Il terziario affossato dalla pandemia, Confcommercio lancia l'allarme: "Servono misure strutturali"
Economia Pistoia, 30 Dicembre 2020 ore 10:29

Riceviamo e pubblichiamo l'allarme sul futuro del mondo del terziario che arriva da Confcommercio Pistoia e Prato per bocca del proprio presidente, Stefano Morandi.

Gli effetti del Covid-19 sul terziario: allarme di Confcommercio Pistoia Prato

La pandemia piega il terziario italiano: secondo l’Ufficio Studi di Confcommercio Imprese per l’Italia sono oltre 390mila le attività del commercio non alimentare e dei servizi di mercato cessate nel 2020, di cui 240mila da attribuire agli effetti del Covid-19. Numeri che sbaragliano totalmente l’effetto delle 85mila nuove aperture.

È questa la stima dei danni rilevati dalla ricerca della Confederazione che evidenzia una perdita dei consumi del 10,8% e un aumento del tasso di mortalità pari all’11,1% (nel 2019 era del 6,6%) nel commercio e al 17,3% nei servizi  (rispetto al 5,7% dello scorso anno).

Tra i settori più colpiti, nell’ambito del commercio, abbigliamento e calzature (-17,1%), ambulanti (-11,8%) e distributori di carburante (-10,1%); nei servizi di mercato le maggiori perdite di imprese si registrano, invece, per agenzie di viaggio (-21,7%), bar e ristoranti (-14,4%) e trasporti (-14,2%). C’è poi tutta la filiera del tempo libero che, tra attività artistiche, sportive e di intrattenimento, fa registrare complessivamente un vero e proprio crollo con la sparizione di un’impresa su tre.

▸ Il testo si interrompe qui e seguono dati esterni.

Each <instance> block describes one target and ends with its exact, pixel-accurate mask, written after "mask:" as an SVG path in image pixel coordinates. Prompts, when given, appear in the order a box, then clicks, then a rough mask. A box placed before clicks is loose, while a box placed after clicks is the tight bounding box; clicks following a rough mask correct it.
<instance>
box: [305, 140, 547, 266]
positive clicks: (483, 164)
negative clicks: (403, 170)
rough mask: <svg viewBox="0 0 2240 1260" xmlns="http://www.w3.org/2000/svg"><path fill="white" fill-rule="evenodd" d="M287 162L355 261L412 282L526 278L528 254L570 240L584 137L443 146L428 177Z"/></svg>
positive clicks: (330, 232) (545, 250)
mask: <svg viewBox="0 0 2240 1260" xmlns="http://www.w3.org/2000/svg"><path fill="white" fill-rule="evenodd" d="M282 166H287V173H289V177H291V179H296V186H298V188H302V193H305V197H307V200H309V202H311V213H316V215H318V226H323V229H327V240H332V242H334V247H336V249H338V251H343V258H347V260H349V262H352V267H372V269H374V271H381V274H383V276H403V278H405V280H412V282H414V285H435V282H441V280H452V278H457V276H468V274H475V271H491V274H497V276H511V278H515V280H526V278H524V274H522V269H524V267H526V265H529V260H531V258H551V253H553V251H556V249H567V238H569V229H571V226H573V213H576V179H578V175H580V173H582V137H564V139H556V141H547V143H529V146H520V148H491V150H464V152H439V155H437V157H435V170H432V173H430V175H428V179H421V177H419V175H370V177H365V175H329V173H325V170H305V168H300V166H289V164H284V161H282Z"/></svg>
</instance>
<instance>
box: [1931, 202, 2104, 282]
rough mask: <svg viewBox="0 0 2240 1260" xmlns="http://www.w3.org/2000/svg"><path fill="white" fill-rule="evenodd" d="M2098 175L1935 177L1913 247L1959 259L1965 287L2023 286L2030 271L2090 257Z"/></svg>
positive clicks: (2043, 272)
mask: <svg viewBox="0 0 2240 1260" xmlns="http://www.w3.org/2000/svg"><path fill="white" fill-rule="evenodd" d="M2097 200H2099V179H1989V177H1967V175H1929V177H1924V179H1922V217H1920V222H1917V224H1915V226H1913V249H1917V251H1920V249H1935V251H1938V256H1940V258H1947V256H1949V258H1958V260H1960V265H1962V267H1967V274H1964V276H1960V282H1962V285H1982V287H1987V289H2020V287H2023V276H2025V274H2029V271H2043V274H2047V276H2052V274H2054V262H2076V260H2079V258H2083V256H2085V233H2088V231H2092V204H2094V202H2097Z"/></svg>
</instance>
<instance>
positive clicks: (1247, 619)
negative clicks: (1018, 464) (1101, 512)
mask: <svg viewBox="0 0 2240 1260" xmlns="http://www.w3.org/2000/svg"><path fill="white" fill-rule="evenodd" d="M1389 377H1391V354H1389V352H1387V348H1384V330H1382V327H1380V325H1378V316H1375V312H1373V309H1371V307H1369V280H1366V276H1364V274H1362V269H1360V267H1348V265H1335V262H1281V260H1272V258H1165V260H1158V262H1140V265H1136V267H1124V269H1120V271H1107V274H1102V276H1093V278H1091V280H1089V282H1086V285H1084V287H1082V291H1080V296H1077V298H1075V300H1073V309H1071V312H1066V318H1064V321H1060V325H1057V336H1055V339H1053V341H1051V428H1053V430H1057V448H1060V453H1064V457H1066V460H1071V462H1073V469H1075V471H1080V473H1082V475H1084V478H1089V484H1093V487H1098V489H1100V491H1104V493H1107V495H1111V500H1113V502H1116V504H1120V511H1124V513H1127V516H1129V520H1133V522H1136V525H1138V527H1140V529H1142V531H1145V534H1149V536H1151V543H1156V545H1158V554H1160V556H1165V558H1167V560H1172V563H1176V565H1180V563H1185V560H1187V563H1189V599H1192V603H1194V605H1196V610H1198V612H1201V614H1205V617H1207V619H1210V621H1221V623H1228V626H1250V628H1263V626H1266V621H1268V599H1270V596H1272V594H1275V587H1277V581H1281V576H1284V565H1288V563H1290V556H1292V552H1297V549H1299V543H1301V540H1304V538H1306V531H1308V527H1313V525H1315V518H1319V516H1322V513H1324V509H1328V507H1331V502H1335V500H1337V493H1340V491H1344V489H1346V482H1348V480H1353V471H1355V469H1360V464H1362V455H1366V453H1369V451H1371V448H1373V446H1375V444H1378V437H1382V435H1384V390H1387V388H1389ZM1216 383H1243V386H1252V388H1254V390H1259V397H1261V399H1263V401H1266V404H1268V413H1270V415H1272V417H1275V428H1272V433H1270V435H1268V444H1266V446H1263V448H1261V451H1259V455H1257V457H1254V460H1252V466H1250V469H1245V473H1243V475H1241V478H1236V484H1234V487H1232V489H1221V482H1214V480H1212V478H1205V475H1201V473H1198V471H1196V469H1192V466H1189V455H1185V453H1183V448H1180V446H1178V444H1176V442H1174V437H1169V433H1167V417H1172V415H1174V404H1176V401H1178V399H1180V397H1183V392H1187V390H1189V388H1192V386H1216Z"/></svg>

Nella provincia di Pistoia – secondo i dati Infocamere – dal 1 gennaio al 30 Settembre 2020 sono cessate 612 attività nei settori del commercio, del turismo e dei servizi, a fronte di 424 nuove aperture. A soffrire di più sono il commercio con 319 cessazioni e 214 nuove iscrizioni, le attività ricettive e della ristorazione con 84 cessazioni e 36 iscrizioni. Dati, questi del tutto parziali e destinati a un netto peggioramento dovuto dalle nuove limitazioni introdotte durante i mesi autunnali, le chiusure derivate dalle fasce di emergenza e l’ultimo lockdown di Natale. Si tratta di fattori che incidono drammaticamente sul futuro del terziario in provincia e che, affiancati a sostegni economici del tutto insufficienti alla messa in sicurezza del patrimonio imprenditoriale, porteranno a contare gravi perdite già dai primi mesi del 2021.

“Lo scenario a cui stiamo andando incontro è gravissimo – afferma Stefano Morandi, presidente di Confcommercio Pistoia e Prato. Il susseguirsi di restrizioni, la mancata chiarezza delle comunicazioni da parte delle Istituzioni, gli incentivi del tutto insufficienti a sopperire alle perdite subite, apriranno una delle ferite più gravi vissuta dall’economia locale. Lo abbiamo detto da sempre: gli sforzi fatti fino a ora dal Governo non bastano. Servono sostegni tempestivi e adeguati alle cadute di fatturato e moratorie fiscali più ampie e inclusive. Senza queste, le conseguenze della pandemia diventeranno sempre più gravi e non basterà il vaccino a garantire la ripresa. Nessun territorio può permettersi oggi di perdere le attività che lo caratterizzano e che ne determinano la vivibilità. Basta con interventi assistenziali, servono subito misure strutturali per salvare il terziario.”